A media favorite -- his every step, utterly innovative or no, was headline material during the last 12 months.
He wrote music for several important films, including Sergei Solovyev's "Three Sisters," which premiered in October.
For the soundtrack of Dmitry Meskhiyev's "Over the Dark Water," Kuryokhin received the newly created national prize "The Green Apple."
The award was intended for young movie-makers. He received it in late November.
But at 40 does Sergei qualify as young?
Well, anyway, the mature prize, "Nika," (Russia's Oscar) was received by 63-year composer Mikayel Tariverdiyev, famous for his music for the Soviet super-spy TV series "Seventeen Moments of Spring," in December.
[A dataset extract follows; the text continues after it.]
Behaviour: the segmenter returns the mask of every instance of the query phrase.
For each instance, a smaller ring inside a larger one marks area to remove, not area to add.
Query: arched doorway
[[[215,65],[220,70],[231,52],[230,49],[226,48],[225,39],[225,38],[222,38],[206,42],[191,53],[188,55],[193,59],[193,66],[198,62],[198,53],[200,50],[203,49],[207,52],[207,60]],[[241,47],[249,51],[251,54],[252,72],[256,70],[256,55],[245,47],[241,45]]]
The concept of "young" Russia perhaps differs from the rest of the world.
And it was Kuryokhin who "finished" the year with a performance on December 27.
Among other things, it featured an avant-garde, virtuoso percussionist playing on different-sized pieces of metal, a score of soldiers and two tigers.
Alas, there was no partridge in a pear tree and the tigers were behind the bars.
If even half of his projects for 1995 (described in last week's St Petersburg Press) come to fruition, he will undoubtedly be next year's star turn as well.
Starting mid-January you can see him every week on television in his own program on St Petersburg's Channel 5.
Boris Grebenshchikov, founder of Aquarium -- which once featured Kuryokhin on keyboards -- said farewell to Christianity this year and turned to Buddhism.
During 1994, he and the reformed Aquarium recorded an exciting new album, "Kostroma Mon Amour."
The album included songs like "Russian Nirvana," and re-issued two of Russian rock's seminal "underground tape albums" on the Moscow-based, Triary label.
One of these, "Treugolnik," (Triangle) was a 'clandestine' pop-art sensation in 1981.
Aquarium were ages ahead of their time, producing a series of incredible absurdist pop and rock vignettes, that changed the conscience of an unsuspecting, dissident rock audience.
The CD is not great, lacking some important pieces and incorporating several audio reproduction flaws.
So far there is nothing to compare with the original home-made tape, its amateur photo art-work glued to the box of an old-fashioned reel-to-reel tape.
"Taboo," an equally strong tape album from 1992, which -- under other circumstances -- could have been produced by Brian Eno. Instead, Kuryokhin was the producer.
"Taboo" was also re-released on Triary label.
It sounds very different from Aquarium's current groove, but is still one of the best products of Russian rock music up to the 1990s.
DDT, the band who try hardest to be Russia's top rock band, still play that same old sound.
They recorded a new CD, based on their tour "That's All," and insist that they still play "not pop music, but real rock."
Tequilajazzz were probably the most interesting and innovative of the new bands.
A completely new combo, they play mostly at the TaMtaM Club and Fish Fabrique.
There style is a happening mix of jazz and hardcore punk, but they have yet to produce anything to compete with Russia's truly innovative 1980s' rock music.